Du déni des parents par respect de l’autorité de l’Eglise, à l’absence d’écoute ou aux vaines tentatives de parents inquiets des dires de leur enfant, chaque situation va générer un comportement particulier de l’enfant puis de l’adulte dans son rapport avec son lourd secret. Et tout est “vrai” dans cette fiction: les faits, les noms, les échanges de mails*, les courriers, les déclarations publiques, jusqu’à cette phrase d’une lâcheté absolue du cardinal Barbarin “Grâce à Dieu, les faits sont aujourd’hui prescrits!”.
Il manquera juste à ce film le conseil que l’on peut donner à tous les parents qui est d’écouter la parole libre de leurs enfants ce qui leur évitera ce cheminement douloureux pour la retrouver à l’age adulte.

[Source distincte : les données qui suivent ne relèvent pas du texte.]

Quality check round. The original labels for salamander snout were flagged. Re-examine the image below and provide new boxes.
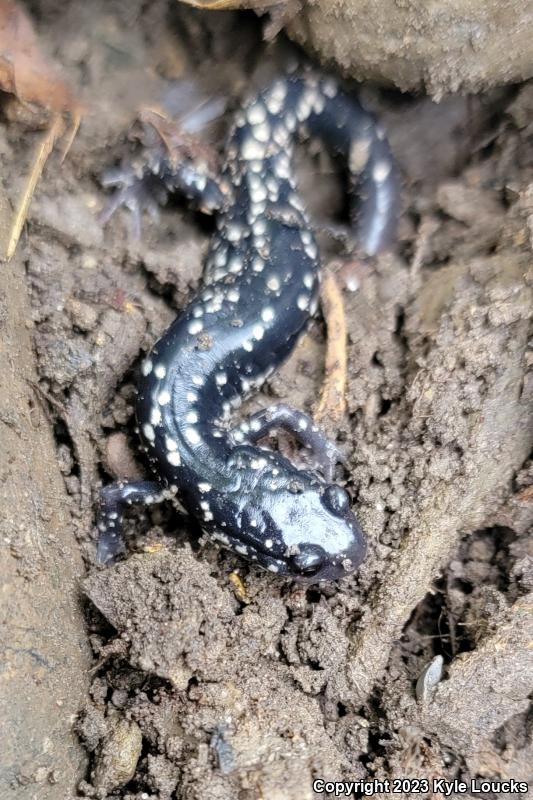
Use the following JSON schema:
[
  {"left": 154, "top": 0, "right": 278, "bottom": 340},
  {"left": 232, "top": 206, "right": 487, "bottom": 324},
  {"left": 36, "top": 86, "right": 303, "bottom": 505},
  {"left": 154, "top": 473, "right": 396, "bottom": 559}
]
[{"left": 269, "top": 483, "right": 366, "bottom": 583}]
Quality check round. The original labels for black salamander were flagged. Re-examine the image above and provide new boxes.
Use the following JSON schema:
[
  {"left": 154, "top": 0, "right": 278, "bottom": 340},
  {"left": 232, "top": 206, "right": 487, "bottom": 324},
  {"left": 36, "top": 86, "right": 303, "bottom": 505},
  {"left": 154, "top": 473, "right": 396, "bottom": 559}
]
[{"left": 98, "top": 73, "right": 399, "bottom": 582}]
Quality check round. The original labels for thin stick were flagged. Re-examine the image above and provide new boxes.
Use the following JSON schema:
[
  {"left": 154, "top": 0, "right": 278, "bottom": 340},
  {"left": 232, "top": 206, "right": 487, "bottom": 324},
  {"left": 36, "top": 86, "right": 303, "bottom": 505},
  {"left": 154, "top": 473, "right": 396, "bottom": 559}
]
[{"left": 313, "top": 270, "right": 348, "bottom": 428}]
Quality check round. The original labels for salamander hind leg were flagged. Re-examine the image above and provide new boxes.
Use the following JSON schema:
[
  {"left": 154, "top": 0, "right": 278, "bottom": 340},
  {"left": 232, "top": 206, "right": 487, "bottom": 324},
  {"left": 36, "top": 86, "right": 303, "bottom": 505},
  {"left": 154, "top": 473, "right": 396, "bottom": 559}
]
[
  {"left": 96, "top": 481, "right": 164, "bottom": 564},
  {"left": 231, "top": 404, "right": 346, "bottom": 481}
]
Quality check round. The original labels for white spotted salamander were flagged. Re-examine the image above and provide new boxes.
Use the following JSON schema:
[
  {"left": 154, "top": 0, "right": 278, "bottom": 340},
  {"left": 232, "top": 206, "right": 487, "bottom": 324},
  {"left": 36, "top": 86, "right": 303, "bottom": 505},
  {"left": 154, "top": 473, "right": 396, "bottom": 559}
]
[{"left": 98, "top": 73, "right": 399, "bottom": 582}]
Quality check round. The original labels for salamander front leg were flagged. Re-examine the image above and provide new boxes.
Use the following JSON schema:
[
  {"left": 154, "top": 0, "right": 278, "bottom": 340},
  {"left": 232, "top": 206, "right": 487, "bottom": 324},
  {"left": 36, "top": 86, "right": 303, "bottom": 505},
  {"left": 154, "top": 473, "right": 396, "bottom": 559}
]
[
  {"left": 96, "top": 481, "right": 162, "bottom": 564},
  {"left": 231, "top": 405, "right": 346, "bottom": 481}
]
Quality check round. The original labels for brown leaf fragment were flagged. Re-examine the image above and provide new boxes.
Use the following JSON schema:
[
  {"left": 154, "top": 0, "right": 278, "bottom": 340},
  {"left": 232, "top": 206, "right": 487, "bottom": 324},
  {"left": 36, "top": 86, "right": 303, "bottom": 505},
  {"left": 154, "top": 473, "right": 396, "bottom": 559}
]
[
  {"left": 0, "top": 0, "right": 79, "bottom": 115},
  {"left": 313, "top": 270, "right": 348, "bottom": 429}
]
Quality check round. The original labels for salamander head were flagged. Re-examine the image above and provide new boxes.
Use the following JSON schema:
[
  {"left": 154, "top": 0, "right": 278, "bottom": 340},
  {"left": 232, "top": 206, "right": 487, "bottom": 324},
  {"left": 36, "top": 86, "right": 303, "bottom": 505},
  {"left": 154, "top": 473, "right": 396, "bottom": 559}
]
[
  {"left": 215, "top": 472, "right": 366, "bottom": 583},
  {"left": 267, "top": 483, "right": 366, "bottom": 583}
]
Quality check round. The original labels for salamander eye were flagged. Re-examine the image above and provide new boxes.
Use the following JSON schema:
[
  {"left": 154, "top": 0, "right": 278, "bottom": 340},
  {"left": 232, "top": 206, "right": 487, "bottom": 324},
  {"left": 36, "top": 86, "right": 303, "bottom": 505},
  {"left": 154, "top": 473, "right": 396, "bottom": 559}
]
[
  {"left": 291, "top": 544, "right": 326, "bottom": 577},
  {"left": 323, "top": 484, "right": 350, "bottom": 517}
]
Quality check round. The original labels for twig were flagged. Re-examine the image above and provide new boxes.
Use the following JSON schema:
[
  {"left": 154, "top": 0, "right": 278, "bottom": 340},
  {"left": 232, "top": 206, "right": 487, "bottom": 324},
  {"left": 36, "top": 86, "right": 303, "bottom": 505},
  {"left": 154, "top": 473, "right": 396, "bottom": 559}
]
[{"left": 313, "top": 270, "right": 348, "bottom": 427}]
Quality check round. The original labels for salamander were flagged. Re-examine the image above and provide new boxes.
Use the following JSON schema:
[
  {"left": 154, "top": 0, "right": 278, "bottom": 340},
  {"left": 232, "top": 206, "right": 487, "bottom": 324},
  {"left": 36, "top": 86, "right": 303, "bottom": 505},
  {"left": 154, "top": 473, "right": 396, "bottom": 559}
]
[{"left": 97, "top": 72, "right": 399, "bottom": 582}]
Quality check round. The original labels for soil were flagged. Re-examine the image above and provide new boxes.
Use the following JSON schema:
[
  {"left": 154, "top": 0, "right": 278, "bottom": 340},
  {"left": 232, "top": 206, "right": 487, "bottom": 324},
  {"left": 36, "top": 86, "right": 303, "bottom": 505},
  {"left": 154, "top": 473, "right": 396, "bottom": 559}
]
[{"left": 0, "top": 0, "right": 533, "bottom": 800}]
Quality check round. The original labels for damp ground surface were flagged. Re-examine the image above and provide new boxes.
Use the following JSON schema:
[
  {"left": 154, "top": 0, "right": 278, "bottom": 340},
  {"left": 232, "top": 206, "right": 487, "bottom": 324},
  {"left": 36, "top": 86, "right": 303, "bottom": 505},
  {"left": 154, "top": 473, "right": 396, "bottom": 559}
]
[{"left": 0, "top": 0, "right": 533, "bottom": 800}]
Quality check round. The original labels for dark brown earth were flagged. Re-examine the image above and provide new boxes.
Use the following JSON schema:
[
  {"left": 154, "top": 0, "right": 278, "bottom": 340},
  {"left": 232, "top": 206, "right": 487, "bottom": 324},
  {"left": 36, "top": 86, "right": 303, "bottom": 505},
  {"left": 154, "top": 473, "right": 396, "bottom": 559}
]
[{"left": 0, "top": 0, "right": 533, "bottom": 800}]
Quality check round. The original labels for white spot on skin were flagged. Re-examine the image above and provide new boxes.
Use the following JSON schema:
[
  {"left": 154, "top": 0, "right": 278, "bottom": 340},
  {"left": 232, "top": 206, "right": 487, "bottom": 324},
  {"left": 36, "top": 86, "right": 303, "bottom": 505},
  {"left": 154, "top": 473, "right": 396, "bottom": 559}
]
[
  {"left": 250, "top": 184, "right": 267, "bottom": 203},
  {"left": 246, "top": 103, "right": 266, "bottom": 125},
  {"left": 348, "top": 137, "right": 372, "bottom": 175},
  {"left": 143, "top": 422, "right": 155, "bottom": 442},
  {"left": 322, "top": 79, "right": 337, "bottom": 98},
  {"left": 252, "top": 122, "right": 270, "bottom": 142},
  {"left": 346, "top": 275, "right": 359, "bottom": 292},
  {"left": 184, "top": 428, "right": 200, "bottom": 444},
  {"left": 141, "top": 358, "right": 154, "bottom": 377},
  {"left": 187, "top": 319, "right": 204, "bottom": 336},
  {"left": 226, "top": 225, "right": 243, "bottom": 242},
  {"left": 372, "top": 161, "right": 392, "bottom": 183},
  {"left": 267, "top": 275, "right": 281, "bottom": 292}
]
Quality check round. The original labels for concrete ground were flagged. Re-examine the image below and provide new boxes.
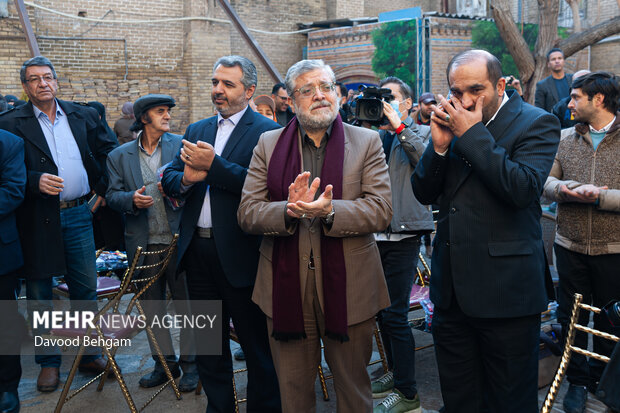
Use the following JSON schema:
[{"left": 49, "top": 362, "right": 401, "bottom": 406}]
[{"left": 12, "top": 246, "right": 606, "bottom": 413}]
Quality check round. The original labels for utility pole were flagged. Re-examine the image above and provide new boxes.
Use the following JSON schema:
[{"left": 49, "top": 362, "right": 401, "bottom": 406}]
[
  {"left": 213, "top": 0, "right": 283, "bottom": 83},
  {"left": 15, "top": 0, "right": 41, "bottom": 57}
]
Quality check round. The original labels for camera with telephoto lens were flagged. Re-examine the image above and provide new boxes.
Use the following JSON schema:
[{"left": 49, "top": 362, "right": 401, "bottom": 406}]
[
  {"left": 603, "top": 301, "right": 620, "bottom": 327},
  {"left": 352, "top": 86, "right": 394, "bottom": 126}
]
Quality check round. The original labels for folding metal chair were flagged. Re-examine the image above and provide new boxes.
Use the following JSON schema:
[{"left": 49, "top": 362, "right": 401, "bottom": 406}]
[
  {"left": 540, "top": 294, "right": 620, "bottom": 413},
  {"left": 51, "top": 234, "right": 181, "bottom": 413}
]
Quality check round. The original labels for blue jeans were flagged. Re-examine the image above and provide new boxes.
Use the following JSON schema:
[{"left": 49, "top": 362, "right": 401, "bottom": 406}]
[
  {"left": 26, "top": 204, "right": 101, "bottom": 367},
  {"left": 377, "top": 237, "right": 420, "bottom": 398}
]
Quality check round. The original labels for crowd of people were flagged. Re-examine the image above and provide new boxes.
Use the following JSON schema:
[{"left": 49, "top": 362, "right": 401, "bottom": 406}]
[{"left": 0, "top": 49, "right": 620, "bottom": 413}]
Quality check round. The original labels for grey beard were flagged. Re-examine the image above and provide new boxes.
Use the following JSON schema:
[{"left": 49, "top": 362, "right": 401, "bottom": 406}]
[{"left": 297, "top": 105, "right": 338, "bottom": 132}]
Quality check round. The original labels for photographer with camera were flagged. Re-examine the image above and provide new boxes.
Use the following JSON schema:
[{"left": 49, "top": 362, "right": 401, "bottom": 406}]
[
  {"left": 372, "top": 77, "right": 434, "bottom": 413},
  {"left": 544, "top": 72, "right": 620, "bottom": 413}
]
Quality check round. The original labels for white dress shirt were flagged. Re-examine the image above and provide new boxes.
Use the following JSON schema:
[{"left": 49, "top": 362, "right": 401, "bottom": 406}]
[
  {"left": 196, "top": 106, "right": 248, "bottom": 228},
  {"left": 32, "top": 101, "right": 90, "bottom": 201}
]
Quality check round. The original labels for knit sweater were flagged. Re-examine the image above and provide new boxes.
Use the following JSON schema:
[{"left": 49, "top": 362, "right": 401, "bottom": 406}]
[{"left": 544, "top": 112, "right": 620, "bottom": 255}]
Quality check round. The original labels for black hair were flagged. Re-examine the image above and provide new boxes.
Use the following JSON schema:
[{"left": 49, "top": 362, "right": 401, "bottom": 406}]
[
  {"left": 379, "top": 76, "right": 413, "bottom": 102},
  {"left": 547, "top": 47, "right": 564, "bottom": 62},
  {"left": 446, "top": 49, "right": 502, "bottom": 86},
  {"left": 571, "top": 72, "right": 620, "bottom": 114},
  {"left": 271, "top": 83, "right": 286, "bottom": 95}
]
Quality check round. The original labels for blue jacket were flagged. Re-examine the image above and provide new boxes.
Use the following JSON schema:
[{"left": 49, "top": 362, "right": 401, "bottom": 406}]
[
  {"left": 105, "top": 133, "right": 182, "bottom": 262},
  {"left": 0, "top": 130, "right": 26, "bottom": 275}
]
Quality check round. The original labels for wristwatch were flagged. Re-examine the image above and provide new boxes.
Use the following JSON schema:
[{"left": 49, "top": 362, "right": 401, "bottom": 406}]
[{"left": 321, "top": 204, "right": 336, "bottom": 225}]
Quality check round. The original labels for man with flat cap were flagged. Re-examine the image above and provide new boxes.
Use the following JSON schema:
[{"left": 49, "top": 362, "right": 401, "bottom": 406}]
[{"left": 106, "top": 94, "right": 198, "bottom": 392}]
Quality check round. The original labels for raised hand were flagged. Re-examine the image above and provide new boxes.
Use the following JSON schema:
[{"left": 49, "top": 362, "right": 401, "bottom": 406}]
[
  {"left": 133, "top": 186, "right": 154, "bottom": 209},
  {"left": 181, "top": 139, "right": 215, "bottom": 171},
  {"left": 39, "top": 173, "right": 65, "bottom": 195},
  {"left": 181, "top": 163, "right": 207, "bottom": 186}
]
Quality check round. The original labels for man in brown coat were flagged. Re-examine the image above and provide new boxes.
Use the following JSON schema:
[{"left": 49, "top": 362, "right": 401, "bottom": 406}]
[
  {"left": 237, "top": 60, "right": 392, "bottom": 412},
  {"left": 544, "top": 72, "right": 620, "bottom": 413}
]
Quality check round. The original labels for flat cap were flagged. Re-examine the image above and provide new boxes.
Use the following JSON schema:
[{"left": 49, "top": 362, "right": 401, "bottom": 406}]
[
  {"left": 133, "top": 94, "right": 176, "bottom": 120},
  {"left": 418, "top": 92, "right": 437, "bottom": 103}
]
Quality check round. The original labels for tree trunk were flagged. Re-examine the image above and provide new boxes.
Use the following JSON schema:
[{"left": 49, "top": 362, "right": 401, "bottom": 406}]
[
  {"left": 557, "top": 16, "right": 620, "bottom": 58},
  {"left": 565, "top": 0, "right": 588, "bottom": 71},
  {"left": 491, "top": 0, "right": 536, "bottom": 80}
]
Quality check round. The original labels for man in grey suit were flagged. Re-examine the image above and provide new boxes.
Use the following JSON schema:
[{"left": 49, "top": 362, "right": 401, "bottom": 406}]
[{"left": 106, "top": 95, "right": 198, "bottom": 392}]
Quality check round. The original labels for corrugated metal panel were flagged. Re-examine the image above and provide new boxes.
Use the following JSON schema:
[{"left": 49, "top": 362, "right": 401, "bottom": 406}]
[{"left": 0, "top": 0, "right": 9, "bottom": 17}]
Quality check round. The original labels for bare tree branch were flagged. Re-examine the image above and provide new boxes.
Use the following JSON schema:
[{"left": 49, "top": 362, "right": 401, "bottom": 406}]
[
  {"left": 491, "top": 0, "right": 536, "bottom": 82},
  {"left": 557, "top": 16, "right": 620, "bottom": 57}
]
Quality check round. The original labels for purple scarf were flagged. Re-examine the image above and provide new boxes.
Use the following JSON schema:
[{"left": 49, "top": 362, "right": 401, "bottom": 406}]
[{"left": 267, "top": 115, "right": 349, "bottom": 342}]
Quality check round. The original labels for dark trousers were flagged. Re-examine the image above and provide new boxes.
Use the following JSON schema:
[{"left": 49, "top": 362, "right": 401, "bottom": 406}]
[
  {"left": 0, "top": 273, "right": 24, "bottom": 393},
  {"left": 137, "top": 244, "right": 196, "bottom": 373},
  {"left": 554, "top": 244, "right": 620, "bottom": 386},
  {"left": 377, "top": 237, "right": 420, "bottom": 399},
  {"left": 432, "top": 292, "right": 540, "bottom": 413},
  {"left": 183, "top": 236, "right": 281, "bottom": 413}
]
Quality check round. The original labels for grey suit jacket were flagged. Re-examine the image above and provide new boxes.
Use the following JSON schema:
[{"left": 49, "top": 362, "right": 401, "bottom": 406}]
[
  {"left": 105, "top": 133, "right": 182, "bottom": 260},
  {"left": 237, "top": 124, "right": 392, "bottom": 325}
]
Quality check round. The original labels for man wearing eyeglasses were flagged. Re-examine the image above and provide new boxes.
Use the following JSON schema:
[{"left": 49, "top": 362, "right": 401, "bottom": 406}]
[
  {"left": 271, "top": 83, "right": 295, "bottom": 126},
  {"left": 0, "top": 56, "right": 118, "bottom": 392},
  {"left": 237, "top": 60, "right": 392, "bottom": 412},
  {"left": 162, "top": 56, "right": 284, "bottom": 413}
]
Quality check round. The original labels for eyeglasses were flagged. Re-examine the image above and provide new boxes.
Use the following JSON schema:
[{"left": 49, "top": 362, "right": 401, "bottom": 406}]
[
  {"left": 293, "top": 82, "right": 334, "bottom": 98},
  {"left": 26, "top": 74, "right": 56, "bottom": 85}
]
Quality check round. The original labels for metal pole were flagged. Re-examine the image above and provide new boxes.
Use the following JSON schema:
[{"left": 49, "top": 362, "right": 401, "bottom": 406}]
[
  {"left": 15, "top": 0, "right": 41, "bottom": 57},
  {"left": 213, "top": 0, "right": 283, "bottom": 83}
]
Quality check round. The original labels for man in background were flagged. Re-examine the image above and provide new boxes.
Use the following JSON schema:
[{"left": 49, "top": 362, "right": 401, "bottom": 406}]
[
  {"left": 271, "top": 83, "right": 295, "bottom": 126},
  {"left": 534, "top": 48, "right": 573, "bottom": 112},
  {"left": 106, "top": 94, "right": 198, "bottom": 392},
  {"left": 411, "top": 92, "right": 437, "bottom": 126},
  {"left": 372, "top": 77, "right": 435, "bottom": 413},
  {"left": 114, "top": 102, "right": 136, "bottom": 145},
  {"left": 544, "top": 72, "right": 620, "bottom": 413}
]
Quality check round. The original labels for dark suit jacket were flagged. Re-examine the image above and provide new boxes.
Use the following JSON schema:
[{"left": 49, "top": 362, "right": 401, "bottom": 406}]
[
  {"left": 0, "top": 130, "right": 26, "bottom": 275},
  {"left": 162, "top": 108, "right": 280, "bottom": 288},
  {"left": 534, "top": 73, "right": 573, "bottom": 112},
  {"left": 411, "top": 93, "right": 560, "bottom": 318},
  {"left": 105, "top": 133, "right": 182, "bottom": 261},
  {"left": 0, "top": 100, "right": 118, "bottom": 279}
]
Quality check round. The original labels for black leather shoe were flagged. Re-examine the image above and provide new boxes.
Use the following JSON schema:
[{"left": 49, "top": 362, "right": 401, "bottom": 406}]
[
  {"left": 138, "top": 366, "right": 181, "bottom": 389},
  {"left": 179, "top": 371, "right": 198, "bottom": 393},
  {"left": 0, "top": 390, "right": 19, "bottom": 413},
  {"left": 564, "top": 384, "right": 588, "bottom": 413}
]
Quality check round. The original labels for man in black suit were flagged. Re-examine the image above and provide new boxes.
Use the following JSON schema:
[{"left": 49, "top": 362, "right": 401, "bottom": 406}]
[
  {"left": 0, "top": 129, "right": 26, "bottom": 413},
  {"left": 0, "top": 56, "right": 118, "bottom": 392},
  {"left": 534, "top": 48, "right": 573, "bottom": 112},
  {"left": 162, "top": 56, "right": 280, "bottom": 413},
  {"left": 412, "top": 50, "right": 560, "bottom": 413}
]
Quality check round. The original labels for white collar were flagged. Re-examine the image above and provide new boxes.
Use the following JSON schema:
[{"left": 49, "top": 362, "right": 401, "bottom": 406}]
[
  {"left": 217, "top": 105, "right": 248, "bottom": 126},
  {"left": 484, "top": 91, "right": 508, "bottom": 126}
]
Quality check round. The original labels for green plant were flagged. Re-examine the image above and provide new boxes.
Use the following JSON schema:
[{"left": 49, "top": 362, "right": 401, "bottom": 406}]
[
  {"left": 471, "top": 21, "right": 568, "bottom": 76},
  {"left": 372, "top": 20, "right": 417, "bottom": 88}
]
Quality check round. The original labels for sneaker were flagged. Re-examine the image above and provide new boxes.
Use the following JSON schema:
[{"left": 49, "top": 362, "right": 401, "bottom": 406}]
[
  {"left": 371, "top": 371, "right": 394, "bottom": 399},
  {"left": 372, "top": 389, "right": 422, "bottom": 413},
  {"left": 564, "top": 384, "right": 588, "bottom": 413}
]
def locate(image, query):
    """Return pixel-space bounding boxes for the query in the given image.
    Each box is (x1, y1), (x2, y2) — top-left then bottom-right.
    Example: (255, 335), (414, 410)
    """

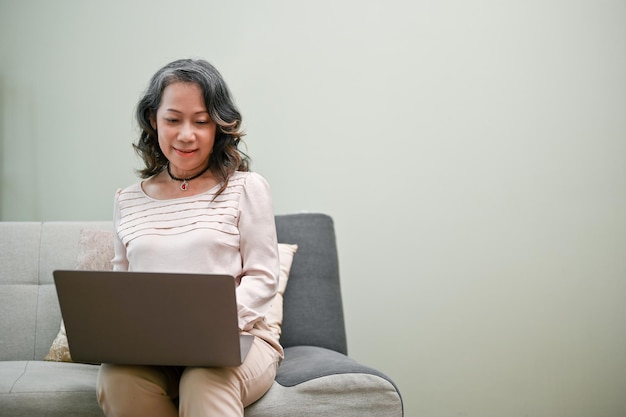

Un film difficile à produire
François Ozon dans le débat qui a suivi la projection ne cache pas les difficultés qu’il a eu pour réunir un budget, somme toute assez réduit, le sujet inquiète par le fait notamment que les faits ne sont pas encore jugés, et les scènes d’église ont été tournées en Belgique faute d’autorisation en France…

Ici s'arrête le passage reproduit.